With extremism gaining adherents in both communities, the notion that Muslims and Jews can work together for a similar vision of peace between Palestinians and Israelis may surprise many. The idea certainly piqued the interest of U.S. Congressional staff members who were invited to participate in the first joint American Jewish-Muslim staff delegation to Israel and the Occupied Palestinian Territories, sponsored by American Muslims for Jerusalem (AMJ) and Jews for Peace in Palestine and Israel (JPPI).
The bi-partisan delegation intended to spend six days traveling throughout Israel and the Occupied Palestinian Territories, meeting with Israeli and Palestinian peace activists, American and international humanitarian organizations, and U.S. government officials. Staffers acknowledged this as a unique opportunity to get a balanced view of the situation on the ground. This, they said, could only help in the development of a constructive American policy toward the region and peacemaking efforts there.
Perhaps more surprising than the group’s sponsorship was the fact that Israel’s Interior Ministry denied entry to the delegation, which attempted to enter the Israeli-occupied West Bank from Jordan via the Allenby Bridge on August 8. After five hours and without explanation, Israeli security personnel informed the delegation that the Ministry of Interior had refused entry to the six Congressional staffers and the two AMJ staff members. While Israeli authorities held the passports of all nine members of the delegation, an Israeli policeman urged the group to get their passports and leave, saying he hoped the situation would not lead to “blows.”
Since April, Israel has turned away or expelled hundreds of humanitarian relief workers, peace delegations, and journalists, not to mention the U.S.-sanctioned UN fact-finding mission established to investigate the Israeli invasion of Jenin. An official staff delegation from the U.S. Congress, however, is a new addition to Israel’s list of undesirables.
Six Members of Congress — the institution that appropriates to Israel $3 billion of U.S. taxpayer money every year–sent their staffers on this delegation to help inform their positions on this critical issue. Instead, they were sent on their way with “denied entry” scrawled in red in their American passports. Only after three days of high level intervention from the U.S. State Department and Embassy in Tel Aviv were the staffers finally allowed entry–though without their American Muslim hosts. Israel managed to compress what was to have been a six-day fact-finding mission into little more than two days. Such strange behavior on the part of America’s purported ally in the region should prompt members of Congress to ask: what is Israel trying to hide?

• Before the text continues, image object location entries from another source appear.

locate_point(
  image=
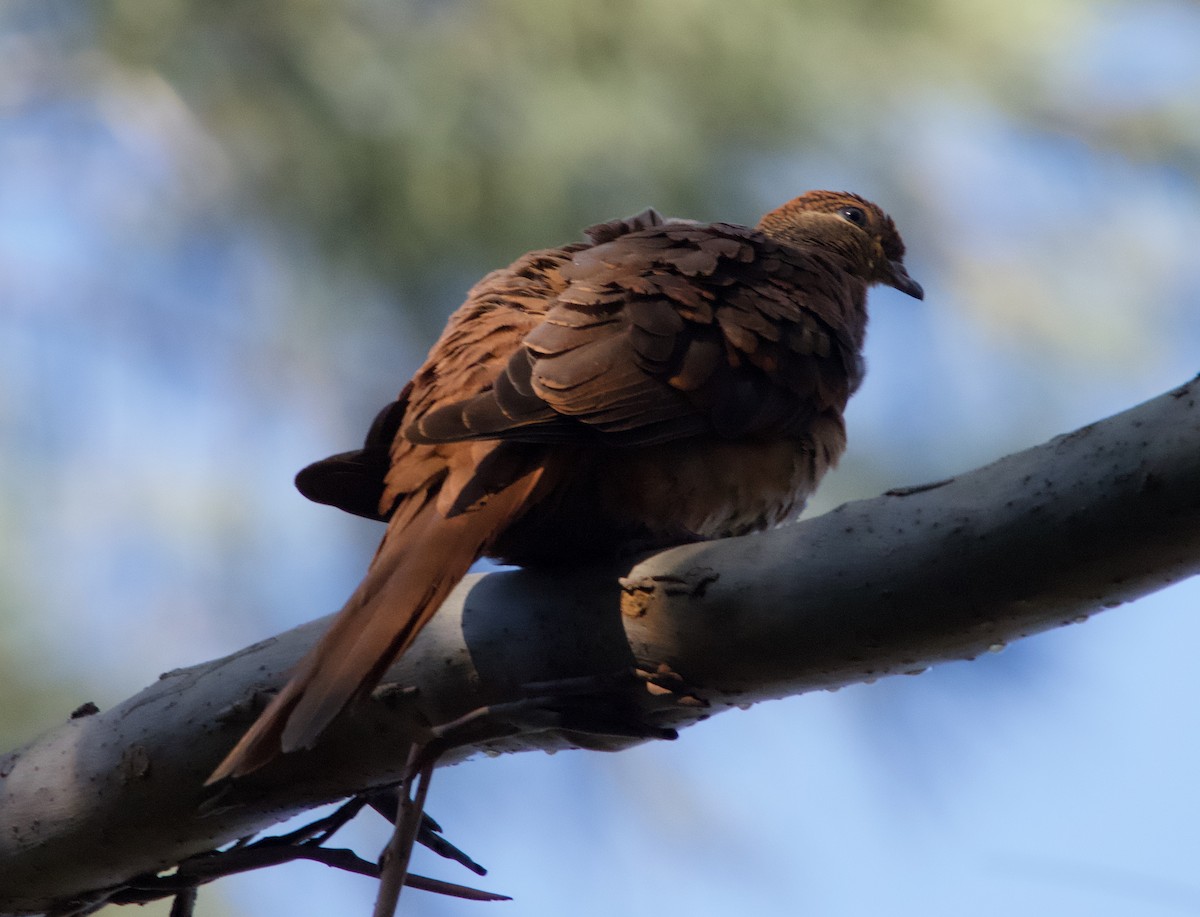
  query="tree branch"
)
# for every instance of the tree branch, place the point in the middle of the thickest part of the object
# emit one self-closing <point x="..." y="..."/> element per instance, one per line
<point x="1039" y="539"/>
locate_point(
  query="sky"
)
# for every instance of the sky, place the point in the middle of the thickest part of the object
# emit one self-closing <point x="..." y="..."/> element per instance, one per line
<point x="159" y="388"/>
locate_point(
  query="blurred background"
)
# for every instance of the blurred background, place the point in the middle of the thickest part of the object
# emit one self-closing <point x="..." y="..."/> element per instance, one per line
<point x="229" y="232"/>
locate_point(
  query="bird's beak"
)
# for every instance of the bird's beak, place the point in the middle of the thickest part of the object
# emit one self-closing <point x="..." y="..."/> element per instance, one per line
<point x="899" y="279"/>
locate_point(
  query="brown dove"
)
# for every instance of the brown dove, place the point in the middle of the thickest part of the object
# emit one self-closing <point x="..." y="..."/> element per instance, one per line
<point x="663" y="382"/>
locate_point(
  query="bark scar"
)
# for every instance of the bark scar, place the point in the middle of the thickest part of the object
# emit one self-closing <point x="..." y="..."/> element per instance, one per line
<point x="639" y="592"/>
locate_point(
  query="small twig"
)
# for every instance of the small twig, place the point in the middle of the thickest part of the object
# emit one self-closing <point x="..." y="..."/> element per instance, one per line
<point x="396" y="856"/>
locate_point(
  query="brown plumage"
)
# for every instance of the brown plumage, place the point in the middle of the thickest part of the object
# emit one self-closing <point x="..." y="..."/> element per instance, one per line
<point x="663" y="382"/>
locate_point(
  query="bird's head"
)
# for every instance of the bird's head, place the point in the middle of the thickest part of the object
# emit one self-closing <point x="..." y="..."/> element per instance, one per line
<point x="849" y="225"/>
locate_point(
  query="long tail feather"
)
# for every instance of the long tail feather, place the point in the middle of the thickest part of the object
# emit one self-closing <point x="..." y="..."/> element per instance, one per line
<point x="417" y="567"/>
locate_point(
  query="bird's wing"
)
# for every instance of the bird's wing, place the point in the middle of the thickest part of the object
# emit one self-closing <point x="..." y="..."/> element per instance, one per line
<point x="665" y="333"/>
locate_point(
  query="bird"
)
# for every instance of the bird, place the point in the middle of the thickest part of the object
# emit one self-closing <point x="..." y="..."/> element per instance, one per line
<point x="660" y="382"/>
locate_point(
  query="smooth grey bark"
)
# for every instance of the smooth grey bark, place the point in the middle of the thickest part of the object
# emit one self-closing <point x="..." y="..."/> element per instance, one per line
<point x="1039" y="539"/>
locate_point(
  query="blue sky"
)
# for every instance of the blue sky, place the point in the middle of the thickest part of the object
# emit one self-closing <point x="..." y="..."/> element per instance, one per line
<point x="162" y="377"/>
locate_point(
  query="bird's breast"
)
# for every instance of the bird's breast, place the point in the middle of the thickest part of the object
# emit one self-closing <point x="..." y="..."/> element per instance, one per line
<point x="616" y="501"/>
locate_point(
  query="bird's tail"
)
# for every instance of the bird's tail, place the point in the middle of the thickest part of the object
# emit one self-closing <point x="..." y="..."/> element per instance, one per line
<point x="417" y="567"/>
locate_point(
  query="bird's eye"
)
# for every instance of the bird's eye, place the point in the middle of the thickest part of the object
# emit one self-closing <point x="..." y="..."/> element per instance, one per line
<point x="853" y="214"/>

Despite the abridged schedule of the delegation, once on the ground, it became obvious what Israel was attempting to hide: an onslaught against the Palestinian people designed to subjugate them to Israel’s indefinite military occupation. In the West Bank, the juxtaposition of destruction and construction was terrifyingly staggering. On dozens of hilltops, there was evidence of brand new settlements being established in defiance of U.S. outcries to halt this illegal practice. Israeli bulldozers worked feverishly to clear land and build new settler-only bypass roads to facilitate the movement of settlers while further choking off already constricted Palestinian bantustans. The Israeli checkpoints leading in to Ramallah and Bethlehem have been, literally, concretized, perhaps permanently severing these cities from Palestinian East Jerusalem. At the same time, according to figures cited by the U.S. Agency for International Development (USAID),! Israel has completely destroyed at least 1,600 Palestinian homes since September 2000, leaving many thousands homeless.

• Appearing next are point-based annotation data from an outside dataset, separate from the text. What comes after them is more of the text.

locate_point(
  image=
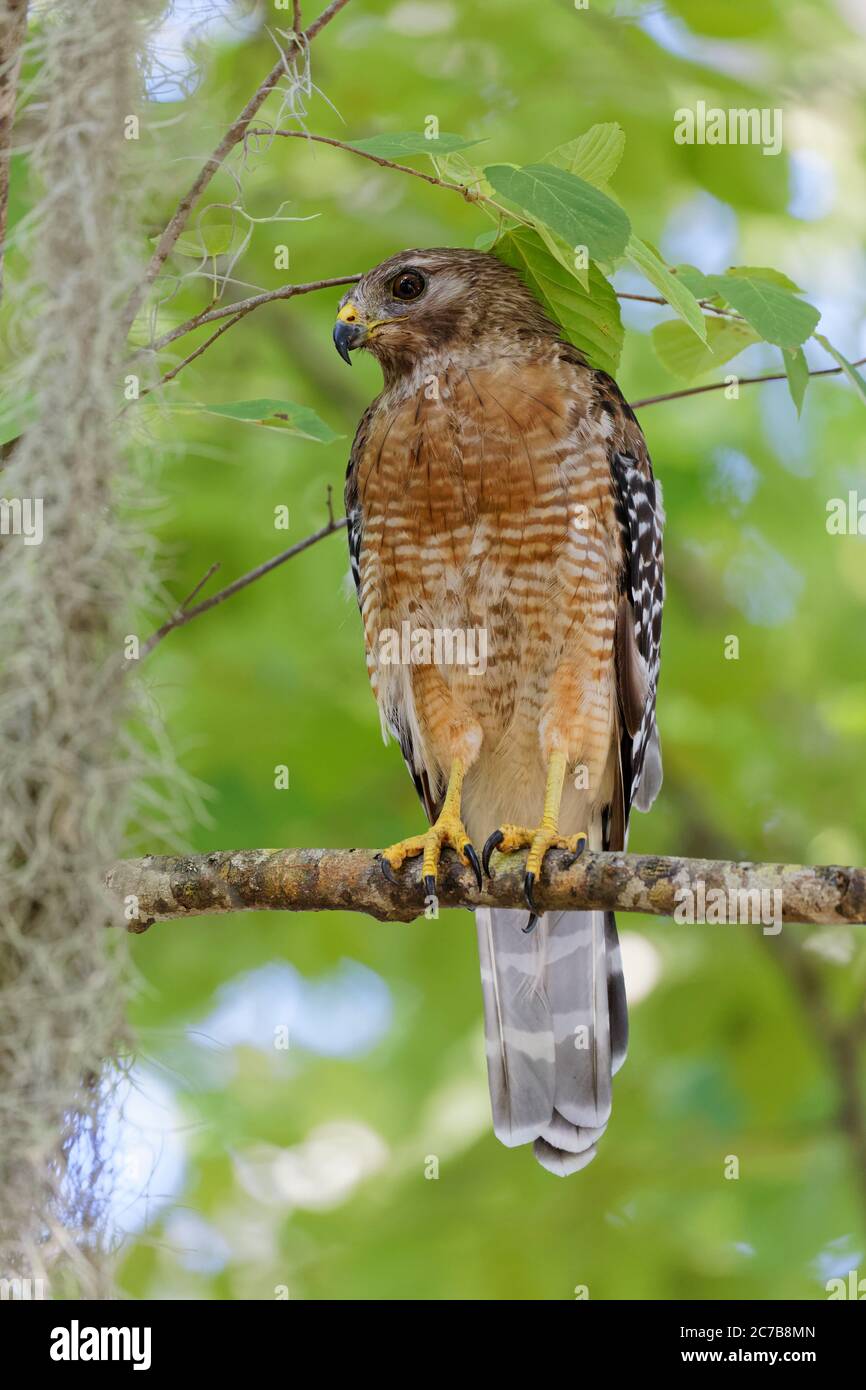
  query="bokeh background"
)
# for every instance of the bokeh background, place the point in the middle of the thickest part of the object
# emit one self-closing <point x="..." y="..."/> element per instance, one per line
<point x="253" y="1171"/>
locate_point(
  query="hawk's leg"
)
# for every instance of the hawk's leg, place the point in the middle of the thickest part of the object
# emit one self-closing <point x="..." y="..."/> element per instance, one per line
<point x="446" y="830"/>
<point x="509" y="838"/>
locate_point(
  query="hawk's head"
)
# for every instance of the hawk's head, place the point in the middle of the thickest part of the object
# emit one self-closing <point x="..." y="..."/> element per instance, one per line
<point x="444" y="300"/>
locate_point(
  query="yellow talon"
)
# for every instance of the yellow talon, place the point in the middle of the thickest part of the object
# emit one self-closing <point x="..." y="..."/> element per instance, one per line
<point x="509" y="838"/>
<point x="446" y="830"/>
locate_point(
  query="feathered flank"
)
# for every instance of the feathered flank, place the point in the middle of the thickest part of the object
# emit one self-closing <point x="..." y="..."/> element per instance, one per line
<point x="501" y="485"/>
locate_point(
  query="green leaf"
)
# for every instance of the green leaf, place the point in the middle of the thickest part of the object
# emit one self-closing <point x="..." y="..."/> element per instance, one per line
<point x="274" y="414"/>
<point x="773" y="277"/>
<point x="699" y="284"/>
<point x="569" y="206"/>
<point x="563" y="253"/>
<point x="484" y="241"/>
<point x="211" y="239"/>
<point x="797" y="371"/>
<point x="774" y="313"/>
<point x="685" y="356"/>
<point x="594" y="156"/>
<point x="403" y="143"/>
<point x="15" y="417"/>
<point x="588" y="319"/>
<point x="676" y="292"/>
<point x="854" y="377"/>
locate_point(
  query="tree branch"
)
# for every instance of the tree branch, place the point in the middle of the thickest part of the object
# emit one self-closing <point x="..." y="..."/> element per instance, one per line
<point x="377" y="159"/>
<point x="741" y="381"/>
<point x="243" y="306"/>
<point x="13" y="29"/>
<point x="185" y="615"/>
<point x="232" y="136"/>
<point x="157" y="888"/>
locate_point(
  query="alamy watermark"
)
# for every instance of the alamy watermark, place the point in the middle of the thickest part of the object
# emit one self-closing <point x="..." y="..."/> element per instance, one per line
<point x="720" y="906"/>
<point x="738" y="125"/>
<point x="21" y="516"/>
<point x="434" y="647"/>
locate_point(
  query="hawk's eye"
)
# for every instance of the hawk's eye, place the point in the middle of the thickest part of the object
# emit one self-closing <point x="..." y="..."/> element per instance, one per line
<point x="409" y="284"/>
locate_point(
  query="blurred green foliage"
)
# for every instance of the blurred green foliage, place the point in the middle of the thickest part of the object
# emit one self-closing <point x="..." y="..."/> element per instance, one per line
<point x="303" y="1169"/>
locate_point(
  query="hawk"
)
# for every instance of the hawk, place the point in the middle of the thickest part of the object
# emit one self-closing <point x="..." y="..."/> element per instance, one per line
<point x="501" y="499"/>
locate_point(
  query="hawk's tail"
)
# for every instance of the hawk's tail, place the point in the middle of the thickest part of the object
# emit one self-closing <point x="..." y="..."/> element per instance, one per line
<point x="556" y="1029"/>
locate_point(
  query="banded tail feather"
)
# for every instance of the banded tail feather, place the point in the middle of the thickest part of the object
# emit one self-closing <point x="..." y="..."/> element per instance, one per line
<point x="556" y="1029"/>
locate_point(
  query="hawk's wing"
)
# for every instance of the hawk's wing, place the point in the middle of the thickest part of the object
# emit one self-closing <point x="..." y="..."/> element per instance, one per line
<point x="638" y="634"/>
<point x="431" y="797"/>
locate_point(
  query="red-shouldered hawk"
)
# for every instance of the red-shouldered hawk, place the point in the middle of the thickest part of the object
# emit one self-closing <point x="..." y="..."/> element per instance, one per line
<point x="505" y="533"/>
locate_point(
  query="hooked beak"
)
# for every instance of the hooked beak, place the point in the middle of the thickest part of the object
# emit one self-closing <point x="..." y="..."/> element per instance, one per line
<point x="349" y="331"/>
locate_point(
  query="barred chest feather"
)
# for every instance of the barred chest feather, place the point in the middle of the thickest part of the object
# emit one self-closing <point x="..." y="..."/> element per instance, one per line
<point x="489" y="533"/>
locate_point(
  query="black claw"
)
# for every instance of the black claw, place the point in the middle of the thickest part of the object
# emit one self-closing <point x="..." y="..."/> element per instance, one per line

Israel’s desperate attempt to entrench its military occupation, which everyone agrees must come to an end in order for there to be a just peace, has wreaked incalculable damage to Palestinian infrastructure and society. USAID reports skyrocketing malnutrition among Palestinian children and 70% of Palestinians living below the poverty line. In the Aida refugee camp, on the outskirts of Bethlehem, the delegation saw the meager belongings of one refugee utterly ransacked and his house partially destroyed by Israeli troops who reoccupied the area during a spring invasion. Endless coils of barbed wire, which have proliferated at nearly every turn, imprison Palestinians in their own homeland. In Hebron, Hebrew graffiti repeatedly urges the ethnic cleansing of the West Bank with such vile slogans as “Death to the Arabs” and “No Arabs, No Attacks.” No wonder that Israel attempted to keep this delegation out.
Members of Congress would be wise to visit the Palestinian Occupied Territories to see this for themselves. At the very least, they should listen to what Palestinians told the delegation about their feelings toward the United States. Although the tone varied, the message was the same: the United States’ unconditional military and diplomatic support for Israel’s occupation and its brutal policies are embittering Palestinians toward the U.S. government. If our government is truly interested in improving its image worldwide, then it must change substantively those policies which are so offensive to those seeking peace and justice.
Joshua Ruebner is co-founder of Jews for Peace in Palestine and Israel. Khalid Turaani is executive director of American Muslims for Jerusalem. Both groups are based in Washington, DC.